The film ends with a title card listing a website URL

While the car crash is where the story of Isabella, Michael, and the priests seems to end, the film then shows a title card that reads "The facts surrounding the Rossi case remain unresolved. For more information about the ongoing investigation visit www.TheRossiFiles.com." The link, which is now only available through the Wayback Machine, leads to a page with a fake newspaper article about Maria's case, along with a few videos of the possessed woman in her room at the psychiatric hospital. 

Director William Brent Bell revealed how this ending came about on the podcast "The Movie Crypt," sharing that a financer suggested the abrupt ending, to which Bell thought "We're doing a tiny, independent film, who gives a f-k? We can stop it. Why does it have to follow a perfect three-act structure?" (via Comic Book). According to the interview, test audiences really liked the surprise ending, but Paramount took it a step further with the link to the website. Bell said, "I remember another one of the execs there was like, 'We're going to break the internet with this.' None of us looked at it as if the movie's not over and you have to go watch this to understand the rest. This was just DVD extras, cut scenes, it was just in addition."

Why did the film receive such hate?

While the abrupt ending might've been accepted by audiences watching "The Devil Inside," the title card seemed to go too far and many felt short-changed, like they were given an unfinished film and had to go to this site to see the rest. The film got overwhelmingly negative reviews, receiving a 5% on Rotten Tomatoes with 91 critics responding. Summing up the huge backlash, Devin Faraci wrote for Birth.Movies.Death. that "what Paramount and the filmmakers failed to understand was that the title card feels like a cheat ... The movie's ending is the ending, and there isn't some secret reel of footage to be discovered. But by the time anyone discovers that it's far too late – they already hate the film." 
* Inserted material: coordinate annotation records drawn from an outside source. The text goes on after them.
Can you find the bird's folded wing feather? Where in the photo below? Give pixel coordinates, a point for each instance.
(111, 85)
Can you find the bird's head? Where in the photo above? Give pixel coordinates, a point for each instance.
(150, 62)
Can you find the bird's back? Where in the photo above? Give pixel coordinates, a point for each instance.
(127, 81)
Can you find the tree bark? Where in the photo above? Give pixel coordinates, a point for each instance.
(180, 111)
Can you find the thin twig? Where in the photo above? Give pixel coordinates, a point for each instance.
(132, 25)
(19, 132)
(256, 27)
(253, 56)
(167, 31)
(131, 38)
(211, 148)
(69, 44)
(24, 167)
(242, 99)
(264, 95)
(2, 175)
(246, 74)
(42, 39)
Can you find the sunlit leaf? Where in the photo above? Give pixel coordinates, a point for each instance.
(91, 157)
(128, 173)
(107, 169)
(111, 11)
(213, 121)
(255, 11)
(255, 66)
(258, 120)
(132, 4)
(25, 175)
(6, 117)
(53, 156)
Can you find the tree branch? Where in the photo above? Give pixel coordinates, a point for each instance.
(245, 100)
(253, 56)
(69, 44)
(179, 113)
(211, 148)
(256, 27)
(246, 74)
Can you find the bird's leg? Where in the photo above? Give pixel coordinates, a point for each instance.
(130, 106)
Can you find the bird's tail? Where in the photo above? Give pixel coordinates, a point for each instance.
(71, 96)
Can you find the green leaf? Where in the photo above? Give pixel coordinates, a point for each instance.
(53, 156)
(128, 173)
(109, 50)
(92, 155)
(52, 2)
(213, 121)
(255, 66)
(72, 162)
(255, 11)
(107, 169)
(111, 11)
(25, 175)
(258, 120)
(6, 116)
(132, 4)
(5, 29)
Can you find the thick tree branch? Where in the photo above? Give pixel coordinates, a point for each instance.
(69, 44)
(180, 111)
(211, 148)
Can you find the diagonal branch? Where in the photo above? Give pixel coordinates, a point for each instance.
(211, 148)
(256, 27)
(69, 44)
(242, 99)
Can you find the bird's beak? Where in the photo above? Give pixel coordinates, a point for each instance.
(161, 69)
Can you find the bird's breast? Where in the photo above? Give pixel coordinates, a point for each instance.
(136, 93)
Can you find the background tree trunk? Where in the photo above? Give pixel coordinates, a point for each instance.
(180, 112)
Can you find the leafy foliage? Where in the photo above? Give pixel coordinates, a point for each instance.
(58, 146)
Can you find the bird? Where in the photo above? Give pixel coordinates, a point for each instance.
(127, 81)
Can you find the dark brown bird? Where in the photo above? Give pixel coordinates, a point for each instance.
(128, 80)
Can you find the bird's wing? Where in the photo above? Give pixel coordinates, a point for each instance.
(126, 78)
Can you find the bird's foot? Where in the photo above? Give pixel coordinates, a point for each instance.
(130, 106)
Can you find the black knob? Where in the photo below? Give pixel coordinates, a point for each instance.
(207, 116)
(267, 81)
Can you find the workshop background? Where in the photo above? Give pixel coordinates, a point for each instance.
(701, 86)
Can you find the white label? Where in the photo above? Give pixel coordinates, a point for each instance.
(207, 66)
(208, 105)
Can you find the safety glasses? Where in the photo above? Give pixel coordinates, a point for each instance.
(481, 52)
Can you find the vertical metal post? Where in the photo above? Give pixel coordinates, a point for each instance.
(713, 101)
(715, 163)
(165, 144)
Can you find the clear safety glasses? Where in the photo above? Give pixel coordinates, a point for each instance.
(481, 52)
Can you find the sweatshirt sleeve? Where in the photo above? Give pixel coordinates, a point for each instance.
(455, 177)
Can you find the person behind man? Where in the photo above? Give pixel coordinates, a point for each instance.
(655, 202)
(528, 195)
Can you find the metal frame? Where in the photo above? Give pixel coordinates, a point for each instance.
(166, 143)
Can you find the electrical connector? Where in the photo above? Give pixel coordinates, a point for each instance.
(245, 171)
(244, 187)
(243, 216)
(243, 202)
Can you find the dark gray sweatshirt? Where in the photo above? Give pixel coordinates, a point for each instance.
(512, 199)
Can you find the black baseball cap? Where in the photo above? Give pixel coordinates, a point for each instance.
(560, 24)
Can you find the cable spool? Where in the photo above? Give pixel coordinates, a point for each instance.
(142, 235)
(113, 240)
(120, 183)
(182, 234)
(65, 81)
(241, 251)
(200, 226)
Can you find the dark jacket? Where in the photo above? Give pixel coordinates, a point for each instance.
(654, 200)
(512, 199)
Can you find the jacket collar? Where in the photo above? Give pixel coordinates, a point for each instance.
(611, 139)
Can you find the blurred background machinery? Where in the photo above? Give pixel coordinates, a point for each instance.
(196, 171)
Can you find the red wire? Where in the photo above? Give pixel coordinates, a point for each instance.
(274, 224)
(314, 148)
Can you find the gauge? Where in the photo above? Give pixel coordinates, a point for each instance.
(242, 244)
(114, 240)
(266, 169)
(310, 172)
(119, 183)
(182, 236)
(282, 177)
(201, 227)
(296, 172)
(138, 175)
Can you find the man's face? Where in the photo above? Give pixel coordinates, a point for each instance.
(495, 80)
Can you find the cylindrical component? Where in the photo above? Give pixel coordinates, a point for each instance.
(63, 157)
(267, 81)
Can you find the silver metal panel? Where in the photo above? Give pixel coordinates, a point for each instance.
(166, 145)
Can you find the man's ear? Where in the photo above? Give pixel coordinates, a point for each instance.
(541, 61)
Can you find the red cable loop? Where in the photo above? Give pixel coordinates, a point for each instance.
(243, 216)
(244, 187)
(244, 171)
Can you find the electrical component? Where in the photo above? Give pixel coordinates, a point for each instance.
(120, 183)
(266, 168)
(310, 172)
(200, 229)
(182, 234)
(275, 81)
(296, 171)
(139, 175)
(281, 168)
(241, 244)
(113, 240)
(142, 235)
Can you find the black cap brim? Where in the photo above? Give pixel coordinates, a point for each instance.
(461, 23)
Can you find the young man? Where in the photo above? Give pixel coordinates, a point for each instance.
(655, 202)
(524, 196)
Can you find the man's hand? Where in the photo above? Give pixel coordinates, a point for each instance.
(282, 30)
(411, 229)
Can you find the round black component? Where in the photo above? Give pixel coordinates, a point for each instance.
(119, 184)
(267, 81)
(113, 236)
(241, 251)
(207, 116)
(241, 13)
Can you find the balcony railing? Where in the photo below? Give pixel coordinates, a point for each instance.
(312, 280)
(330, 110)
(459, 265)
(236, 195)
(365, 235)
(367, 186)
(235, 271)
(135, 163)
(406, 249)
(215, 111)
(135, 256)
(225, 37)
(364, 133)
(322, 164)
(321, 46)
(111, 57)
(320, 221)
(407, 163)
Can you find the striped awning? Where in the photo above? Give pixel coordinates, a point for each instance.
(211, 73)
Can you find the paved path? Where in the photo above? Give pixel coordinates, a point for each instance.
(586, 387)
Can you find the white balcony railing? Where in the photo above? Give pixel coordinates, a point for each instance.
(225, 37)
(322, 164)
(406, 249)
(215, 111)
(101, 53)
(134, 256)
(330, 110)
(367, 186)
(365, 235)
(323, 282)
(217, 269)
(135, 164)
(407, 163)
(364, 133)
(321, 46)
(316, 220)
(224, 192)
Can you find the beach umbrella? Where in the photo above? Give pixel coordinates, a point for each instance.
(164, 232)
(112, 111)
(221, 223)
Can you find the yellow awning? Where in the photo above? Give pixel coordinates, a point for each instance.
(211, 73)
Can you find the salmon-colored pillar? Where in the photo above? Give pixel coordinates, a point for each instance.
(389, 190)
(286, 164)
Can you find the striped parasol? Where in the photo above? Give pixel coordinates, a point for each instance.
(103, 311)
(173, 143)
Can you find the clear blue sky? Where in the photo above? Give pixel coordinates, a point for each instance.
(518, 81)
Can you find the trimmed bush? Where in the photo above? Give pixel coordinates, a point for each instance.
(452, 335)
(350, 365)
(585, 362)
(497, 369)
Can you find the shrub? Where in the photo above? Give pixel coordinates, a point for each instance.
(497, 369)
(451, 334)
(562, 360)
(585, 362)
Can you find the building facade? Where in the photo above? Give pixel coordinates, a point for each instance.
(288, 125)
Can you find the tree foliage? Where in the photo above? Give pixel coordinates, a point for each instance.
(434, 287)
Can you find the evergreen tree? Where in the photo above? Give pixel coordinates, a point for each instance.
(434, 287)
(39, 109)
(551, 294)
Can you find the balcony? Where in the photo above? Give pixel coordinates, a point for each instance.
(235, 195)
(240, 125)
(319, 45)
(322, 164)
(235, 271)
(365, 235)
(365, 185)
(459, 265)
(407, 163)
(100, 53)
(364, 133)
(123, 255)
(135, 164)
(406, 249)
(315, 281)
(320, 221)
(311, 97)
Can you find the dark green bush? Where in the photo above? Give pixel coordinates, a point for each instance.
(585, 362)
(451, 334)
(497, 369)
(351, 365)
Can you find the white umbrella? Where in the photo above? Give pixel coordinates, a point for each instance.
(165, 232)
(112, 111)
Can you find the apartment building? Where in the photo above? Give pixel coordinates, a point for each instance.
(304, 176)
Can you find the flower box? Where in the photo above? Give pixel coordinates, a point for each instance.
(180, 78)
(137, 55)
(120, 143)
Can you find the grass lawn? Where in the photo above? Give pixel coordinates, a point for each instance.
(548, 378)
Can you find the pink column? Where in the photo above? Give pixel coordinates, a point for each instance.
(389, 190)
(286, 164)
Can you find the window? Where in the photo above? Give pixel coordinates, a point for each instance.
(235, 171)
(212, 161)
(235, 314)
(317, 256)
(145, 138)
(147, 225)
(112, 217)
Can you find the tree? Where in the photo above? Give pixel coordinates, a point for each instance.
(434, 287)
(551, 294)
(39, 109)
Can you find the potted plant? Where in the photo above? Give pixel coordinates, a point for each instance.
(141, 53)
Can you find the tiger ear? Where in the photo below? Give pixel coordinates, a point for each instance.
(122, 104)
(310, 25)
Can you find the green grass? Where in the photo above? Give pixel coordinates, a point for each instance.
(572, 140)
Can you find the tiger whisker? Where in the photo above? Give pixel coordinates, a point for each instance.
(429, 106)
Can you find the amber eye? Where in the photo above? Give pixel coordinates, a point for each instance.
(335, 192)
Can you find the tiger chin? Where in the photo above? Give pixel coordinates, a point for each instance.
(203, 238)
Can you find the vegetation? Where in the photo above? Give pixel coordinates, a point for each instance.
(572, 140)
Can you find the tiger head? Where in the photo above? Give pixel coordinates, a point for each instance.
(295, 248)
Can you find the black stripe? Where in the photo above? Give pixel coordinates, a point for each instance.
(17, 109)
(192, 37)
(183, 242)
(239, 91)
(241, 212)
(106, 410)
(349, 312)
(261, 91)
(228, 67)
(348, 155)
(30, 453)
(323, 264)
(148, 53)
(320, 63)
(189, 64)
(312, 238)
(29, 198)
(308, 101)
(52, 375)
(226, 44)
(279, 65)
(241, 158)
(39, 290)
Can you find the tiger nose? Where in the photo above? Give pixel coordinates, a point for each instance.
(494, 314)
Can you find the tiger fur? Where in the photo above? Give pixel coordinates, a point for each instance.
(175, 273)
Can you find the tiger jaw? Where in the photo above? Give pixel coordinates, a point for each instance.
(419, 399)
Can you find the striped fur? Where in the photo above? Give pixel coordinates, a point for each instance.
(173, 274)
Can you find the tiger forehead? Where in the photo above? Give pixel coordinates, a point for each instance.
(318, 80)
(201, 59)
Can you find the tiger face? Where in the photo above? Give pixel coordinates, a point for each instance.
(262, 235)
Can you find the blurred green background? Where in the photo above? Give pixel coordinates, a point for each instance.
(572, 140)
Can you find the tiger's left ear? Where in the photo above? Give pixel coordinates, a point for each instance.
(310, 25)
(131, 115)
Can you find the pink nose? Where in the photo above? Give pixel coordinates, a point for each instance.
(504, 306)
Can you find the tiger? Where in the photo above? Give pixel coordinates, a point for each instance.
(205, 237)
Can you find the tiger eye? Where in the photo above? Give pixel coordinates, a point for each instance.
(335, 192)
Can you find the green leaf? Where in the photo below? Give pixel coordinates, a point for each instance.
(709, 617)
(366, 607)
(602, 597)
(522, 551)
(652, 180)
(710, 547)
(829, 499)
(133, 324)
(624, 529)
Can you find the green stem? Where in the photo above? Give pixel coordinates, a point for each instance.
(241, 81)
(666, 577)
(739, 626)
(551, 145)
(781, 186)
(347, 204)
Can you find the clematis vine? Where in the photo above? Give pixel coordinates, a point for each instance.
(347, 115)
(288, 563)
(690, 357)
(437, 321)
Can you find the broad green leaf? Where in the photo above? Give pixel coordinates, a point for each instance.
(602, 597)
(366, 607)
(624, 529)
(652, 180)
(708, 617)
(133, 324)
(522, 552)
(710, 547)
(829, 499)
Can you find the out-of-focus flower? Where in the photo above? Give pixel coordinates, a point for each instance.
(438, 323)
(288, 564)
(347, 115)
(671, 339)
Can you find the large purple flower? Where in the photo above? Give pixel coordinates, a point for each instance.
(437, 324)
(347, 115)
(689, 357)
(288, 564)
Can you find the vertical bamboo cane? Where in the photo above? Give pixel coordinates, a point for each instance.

It's the idea of having to go to a website in order to find out what happens next that drove the viewers of "The Devil Inside" to hate the movie so strongly. If Paramount hadn't included the website, audiences would've accepted the movie's ending as it is, with some enjoying the sudden twist and others not, like with any found footage horror film. But because the studio was telling audiences that they had to do something more to get the full experience, with the website then failing to deliver anything substantial, well, it's safe to say that a sequel film isn't coming anytime soon.